Si on suppose une spéciation accélérée, ne peut-on alors en déceler une trace chez les animaux dont le développement se fait en deux stades, la larve et l’adulte. Et même trois stades chez le papillon si l’on inclut la chrysalide. Si on observe un papillon avec ses ailes, ses facultés de voler et s’orienter, on s’aperçoit qu’il s’agit d’un tout autre animal que la chenille rampante qui elle, possède aussi des facultés cognitives spécifiques. Un papillon est plus différent d’une chenille que ne l’est une araignée d’un scorpion. La transition depuis la chenille vers le papillon ressemble à une spéciation, tout comme celle de l’asticot vers la mouche ou du têtard vers la grenouille.

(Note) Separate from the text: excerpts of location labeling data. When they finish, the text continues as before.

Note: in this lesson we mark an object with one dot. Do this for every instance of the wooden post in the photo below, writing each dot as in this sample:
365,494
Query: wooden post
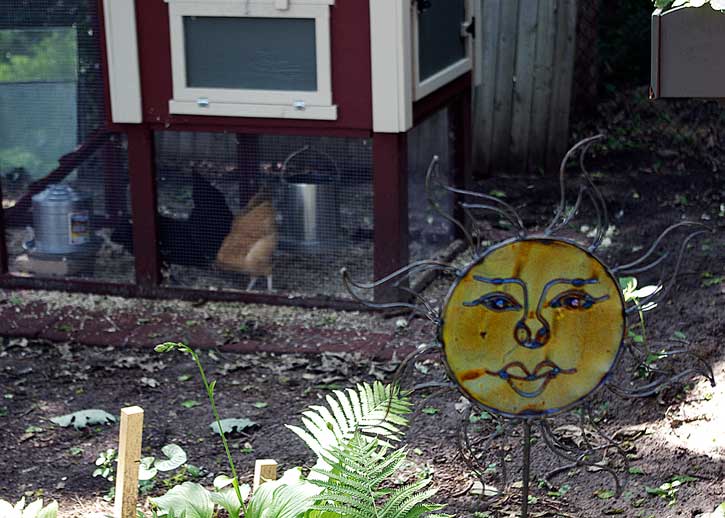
390,206
129,457
264,471
142,178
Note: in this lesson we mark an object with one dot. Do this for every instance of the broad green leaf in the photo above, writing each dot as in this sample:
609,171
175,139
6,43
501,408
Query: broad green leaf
49,511
189,500
287,497
222,481
176,458
146,470
233,425
83,418
228,500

Un autre regard sur l’humain indique que le nourrisson semble d’une autre espèce que le petit d’homme capable de prononcer quelques mots et de marcher. Un jeune chiot naît avec des facultés motrices et cognitives opérationnelles. Il peut gambader et aller trouver le sein pour téter. Ce n’est pas le cas du nourrisson. Pour l’instant, la grande énigme de l’espèce humaine résiste. L’homme, une espèce qui spécialise ses congénères ? Tout est question de point de vue dirait le philosophe. Ce qu’on retiendra, c’est que la thèse du génome central et de l’instabilité caryotypique offrent une voie pour concevoir la spéciation et l’évolution d’un point de vue plus dynamique. Reste à savoir de quelle manière la pression sélective et le milieu peuvent interférer et le cas échéant, faciliter cette instabilité qui, dans un organisme mature, pourrait générer des cellules cancéreuses si l’on en croit les suggestions de Duesberg et Heng. Le corps humain n’est pas un lieu paisible pour les cellules car la vie humaine est faite de pression et de stress. L’homme est le seul animal qui peut violenter son corps au point qu’on se demande s’il ne crée pas les conditions d’instabilité physiologique permettant la genèse de processus tumoraux. Le mot de la fin ; plus la science progresse, plus elle suscite des questions.